Some of the authors' suggestions would not clearly improve learning, e.g., "end exploitation of adjuncts". The authors believe that the labor market has failed and adjuncts should receive higher salaries as well as health insurance and other benefits. In fact, if adjuncts were paid more students would get hit with increased tuition and therefore loan expenses, contrary to the authors' earlier recommendation that colleges price themselves so that students don't need loans. More consistently, the authors recommend that university presidents give up their $1+ million salaries, pointing out that "the head of the Food and Drug Administration puts in a full day for $199,700".
Those $1 million/year administrators would react with horror at the authors' next suggestion: that universities spin off medical schools, research centers and institutes. Certainly this is the point where the reader realizes that none of these ideas have any hope of being implemented. What bureaucrat in his right mind would give up a $2-3 million/year income (from the school plus a few corporate boards) and a $300 million/year revenue stream from a teaching hospital and medical school? What incentive do universities have to do a better job teaching undergraduates?
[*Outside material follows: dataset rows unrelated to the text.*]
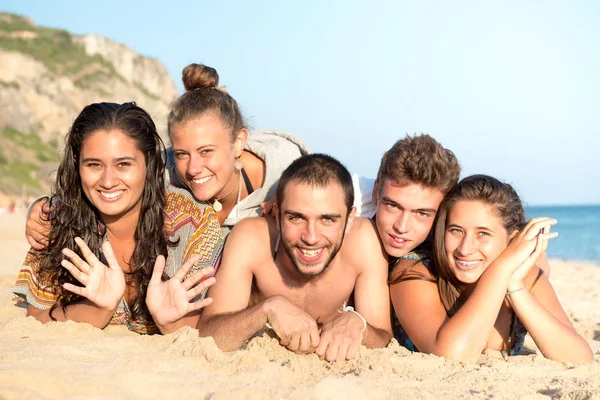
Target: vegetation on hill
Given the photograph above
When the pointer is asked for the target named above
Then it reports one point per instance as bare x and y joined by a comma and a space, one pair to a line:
25, 162
55, 48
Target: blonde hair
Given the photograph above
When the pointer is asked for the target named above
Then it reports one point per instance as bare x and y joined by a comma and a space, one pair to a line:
203, 95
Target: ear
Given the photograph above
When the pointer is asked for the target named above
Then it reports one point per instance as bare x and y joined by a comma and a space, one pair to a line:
375, 193
351, 217
240, 142
276, 211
What incentive do tenured professors have to exert themselves? The authors do not cite any except that these are the "right" things to do. So as soon as Jesus Christ is appointed head of a university and a group of Saints constitute the faculty, undergraduates will have a fighting chance to learn something. [An alternative way of asking this question is "If you'd accumulated $40 billion in tax-free cash by doing things the same way for 375 years, would you be motivated to make any changes?"]
I think it is far more likely that a nimble competitor will overtake the legacy universities. Harvard is 350 years older than University of Phoenix and was blessed with, literally, billions of dollars more in capital, but University of Phoenix, starting in 1976, has been making continuous efforts at improvement. Thus far the results may not be impressive, but the newer schools have not been at it very long and, perhaps more importantly, the older schools aren't making any attempt to innovate beyond the techniques developed at University of Bologna in 1088 (see "Universities and Economic Growth"). It shouldn't be that tough to compete with legacy enterprises that are utterly indifferent to results and product quality. A great example of this is Olin College of Engineering in Needham, Massachusetts. The school began operation in 2000 and, by abandoning traditional methods of lecture-and-homework, has already overtaken most of the legacy universities on a variety of measures (see various rankings).
Unlike the public K-12 school system, colleges and universities operate in a competitive environment for students. As the United States population grows to its forecast 600 million in the year 2100, we should expect to see enrollment at the effective schools grow while enrollment at the ineffective schools stays constant or shrinks. This seems like a much more likely outcome than the ineffective schools suddenly developing a passion for undergraduate education.